Thursday, September 28, 2017

Mapping the menacing sea monsters in medieval and renaissance cartography

Orcas attacking a whale, from Carta Marina (1539)

From Ancient Origins by April Holloway

Until a few years ago, no serious consideration had been made of the many and varied representations of monsters found on world maps from the 10th century through to medieval and Renaissance times.
Yet they made so many appearances for a reason.
These monsters of the deep had caused concern – indeed struck fear into – sailors around the globe.
Although some of the images seem fantastic to the modern world, most of the creatures had some basis on true encounters, and their depiction on maps are a great example of how mythology and folklore can evolve from real events.

Merian, Matthaeus, "America nouiter delineata," [1634]
Like many cartographers of the era, Matthaeus Merian filled his maps' blank spaces with frightening creatures, like this sinister seamonster.
During the Age of Exploration, sailors provided natural philosophers and cartographers with firsthand accounts of the unfamiliar animals and people beyond the horizon.
Their experiences in this “New World” were informed by folk tales, biblical lore, and racial and cultural biases (not to mention the anxiety of sailing into unknown waters), and as a result, many of the creatures they encountered were interpreted as terrifying monsters.
Merian took this theme a step further, and surrounded his title cartouche with ominous skulls and bones to underscore the mysteries and dangers he and Europeans of his time associated with the New World and its surrounding oceans.
His message can be loosely interpreted as, “Beware, explorers and sailors, or these skulls might be yours!”

In 2013, the British Library released a book which took the study of these creatures seriously and offered a full and detailed account of the menacing artwork appearing on these maps.
Chet Van Duzer's " Sea Monsters on Medieval and Renaissance Maps" (British Library, 2013) catalogues a variety of examples of ‘sea monsters’ which cartographers had seen fit to include in previously unchartered areas of the world, issuing possible warnings of the creatures that had been or might be encountered in certain ocean territories.
Although it has been thought that the inclusion of these mythical creatures were simply the results of illustrators’ over-zealous artistic license and overactive imagination, many of the ocean’s creatures, such as whales, sharks, walruses and squid would have rarely been seen, and would have been viewed as monsters in medieval and Renaissance times.

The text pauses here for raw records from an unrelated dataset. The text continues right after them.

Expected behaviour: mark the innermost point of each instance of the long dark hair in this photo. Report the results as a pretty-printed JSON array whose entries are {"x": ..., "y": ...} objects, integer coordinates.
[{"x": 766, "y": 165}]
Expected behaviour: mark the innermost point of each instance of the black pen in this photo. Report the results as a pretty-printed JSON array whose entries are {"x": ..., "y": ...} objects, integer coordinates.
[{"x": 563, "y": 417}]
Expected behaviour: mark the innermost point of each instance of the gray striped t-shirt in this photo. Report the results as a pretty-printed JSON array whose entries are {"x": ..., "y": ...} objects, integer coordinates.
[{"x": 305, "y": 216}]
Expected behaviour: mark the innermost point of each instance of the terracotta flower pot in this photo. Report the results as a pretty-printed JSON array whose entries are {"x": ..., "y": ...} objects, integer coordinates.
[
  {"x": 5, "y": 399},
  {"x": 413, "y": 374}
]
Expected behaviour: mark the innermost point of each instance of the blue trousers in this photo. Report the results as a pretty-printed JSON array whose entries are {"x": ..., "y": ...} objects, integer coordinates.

Taken from the vignettes on Olaus Magnus's Carta marina, Basel c.1544 (Public Domain)

"The creatures look purely fantastic.
They all look like they were just made up," Van Duzer, a map historian at the Library of Congress, said in an interview concerning his book.
"But, in fact, a lot of them come from what were considered, at the time, scientific sources." For example, it was quite usual for the encyclopedias of the time to contain reference to strange looking terrestrial-aquatic-hybrid animals and mapmakers just took some poetic license in depicting them.

In his book, Van Duzer, who was a 2012 Kluge fellow at the Library of Congress, charts the origins of sea monsters from "mappa mundi," medieval European maps of the world; nautical maps; and Ptolemy's Geography, a treatise by the Greco-Roman mathematician and scientist Claudius Ptolemy, which contained an atlas of the known world during the second century.

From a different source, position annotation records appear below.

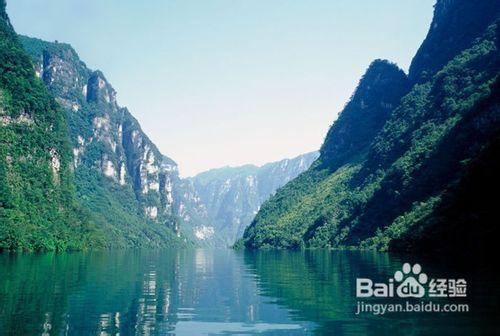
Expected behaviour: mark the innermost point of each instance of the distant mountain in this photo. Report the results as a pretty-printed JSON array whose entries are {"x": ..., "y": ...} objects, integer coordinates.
[
  {"x": 410, "y": 163},
  {"x": 38, "y": 207},
  {"x": 227, "y": 199},
  {"x": 121, "y": 176}
]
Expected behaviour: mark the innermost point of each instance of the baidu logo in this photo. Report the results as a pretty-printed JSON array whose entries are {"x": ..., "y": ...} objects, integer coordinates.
[{"x": 411, "y": 282}]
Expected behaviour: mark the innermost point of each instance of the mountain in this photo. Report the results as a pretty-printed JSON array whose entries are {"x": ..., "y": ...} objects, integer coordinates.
[
  {"x": 121, "y": 176},
  {"x": 38, "y": 206},
  {"x": 231, "y": 196},
  {"x": 410, "y": 162}
]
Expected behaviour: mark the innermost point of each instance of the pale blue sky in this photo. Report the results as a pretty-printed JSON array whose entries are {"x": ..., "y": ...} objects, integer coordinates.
[{"x": 229, "y": 82}]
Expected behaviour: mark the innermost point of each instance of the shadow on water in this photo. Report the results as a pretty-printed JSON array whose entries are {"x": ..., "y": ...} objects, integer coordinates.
[
  {"x": 320, "y": 285},
  {"x": 209, "y": 292}
]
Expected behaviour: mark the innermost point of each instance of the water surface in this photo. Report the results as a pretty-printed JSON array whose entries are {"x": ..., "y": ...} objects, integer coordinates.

The Kraken is but one example of a real sea creature being transformed into a beast of legend.
It is first mentioned in the Örvar-Oddr, a 13th century Icelandic saga.
In Scandinavian mythology, this gigantic sea creature was said to be 1 mile long.
It was depicted as great beast that would attack ships and was so huge that its body could be mistaken for an island.

St.Brendan's ship on the back of a whale.
From by Chet Van Duzer and published by the British Library:
'Sea Monsters on Medieval and Renaissance Maps' (CC BY 2.0)

The Kraken was also made it into the first edition of Systema Naturae [1735], a taxonomic classification of living organisms by the Swedish botanist, physician, and zoologist Carolus Linnaeus.
Here the Kraken was classified as a cephalopod, designating the scientific name Microcosmus marinus.

The myth of the Kraken is believed by historians and scientists to relate to the real world giant squid, which can reach 18 meters in length and has been rarely seen due to its normal habitat being deep in the ocean.

Iceland is burning and attacked by sea monsters.
Map by Abraham Ortelius Flemmish Cartographer (Public Domain)

By tracing the depictions of sea monsters throughout the centuries, Van Duzer presented an evolution from a world full of dangers lurking in distant oceans where gigantic octopuses and whales drag ships and sailors into the sea, to 17 th century maps showing ships exerting dominion over the beasts of the ocean.
Eventually, the beasts disappeared from maps altogether.

The take away from Van Duzer’s fascinating depiction of sea monsters is that mythological stories and legends of the past, however fanciful they seem, often stem from real life events or experiences.
Many of the stories from our ancient ancestors evolved from real events that were portrayed according to the understanding and knowledge of the time.
They may have become exaggerated and stray far from reality (any creature 1 mile long is stretching it) but the origin often hails from a seed of truth.